15.2.1: Lattice enthalpy : The enthalpy change when 1 mol of crystals (i.e. an ionic lattice) is formed from its component particles at an infinite distance apart. M+

(g) + X-(g) -> MX(s)

The value of lattice enthalpy is assumed to be positive for the separation of the lattice, and negative for the formation of the lattice.

15.2.2: Lattice enthalpy increases with higher ionic charge and with smaller ionic radius (due to increased attraction).

15.2.4: A significant difference between the theoretical and experimental lattice enthalpy values of ionic compounds indicates covalent character.

15.3.1: Factors which increase disorder (entropy) in a system: Mixing of particles. Change of state to greater distance between particles (solid ->

liquid or liquid -> gas). Increased particle movement (temperature). Increased number of particles (when more gas particles are

produced, this generally outweighs all other factors).

15.3.2: Predict the sign of ΔS (the change in entropy) for a reaction based on the above factors. ΔS is positive when entropy increases (more disorder) and negative when entropy decreases (less disorder).
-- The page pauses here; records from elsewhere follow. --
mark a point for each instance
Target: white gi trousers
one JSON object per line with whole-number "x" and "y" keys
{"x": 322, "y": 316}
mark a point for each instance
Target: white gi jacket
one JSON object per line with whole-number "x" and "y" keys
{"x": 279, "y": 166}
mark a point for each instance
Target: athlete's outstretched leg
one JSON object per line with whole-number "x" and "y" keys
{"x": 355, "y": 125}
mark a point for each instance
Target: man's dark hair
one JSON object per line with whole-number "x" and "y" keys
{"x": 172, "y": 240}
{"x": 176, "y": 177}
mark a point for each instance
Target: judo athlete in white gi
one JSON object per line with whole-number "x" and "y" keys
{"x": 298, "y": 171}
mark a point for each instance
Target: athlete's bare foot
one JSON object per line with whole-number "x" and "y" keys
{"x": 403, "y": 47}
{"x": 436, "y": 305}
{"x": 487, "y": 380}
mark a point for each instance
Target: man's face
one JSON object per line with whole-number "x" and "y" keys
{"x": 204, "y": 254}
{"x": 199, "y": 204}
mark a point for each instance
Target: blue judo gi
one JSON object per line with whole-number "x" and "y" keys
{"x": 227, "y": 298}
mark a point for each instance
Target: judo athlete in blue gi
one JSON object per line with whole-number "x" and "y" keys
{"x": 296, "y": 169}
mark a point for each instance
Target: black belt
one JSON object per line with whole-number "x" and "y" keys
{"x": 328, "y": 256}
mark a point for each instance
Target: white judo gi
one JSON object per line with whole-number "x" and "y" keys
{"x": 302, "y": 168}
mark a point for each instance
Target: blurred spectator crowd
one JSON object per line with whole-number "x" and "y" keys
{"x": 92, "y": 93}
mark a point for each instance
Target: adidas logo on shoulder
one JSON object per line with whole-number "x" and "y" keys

15.3.3: The standard entropy change can be calculated by subtracting the absolute entropy of the reactants from that of the products.

15.4.1: When ΔG is negative, the reaction is spontaneous, when it's positive, the reaction is not.

15.4.2: ΔG = ΔH - Temperature(in kelvin) x ΔS Spontaneity depends on ΔH, ΔS and the temperature at which the reaction takes place (or doesn't as the case may be).

15.4.3: There are four possibilities: 1. ΔG is always negative when ΔH is negative and ΔS is positive. 2. ΔG is negative at high temperatures if ΔH is positive and ΔS is

positive (i.e. an endothermic reaction is spontaneous when T x ΔS is greater than ΔH).

3. ΔG is negative at lower temperatures if ΔH is negative and ΔS is negative (exothermic reactions are spontaneous if ΔH is bigger than T x ΔS).

4. ΔG is never negative if ΔH is positive and ΔS negative.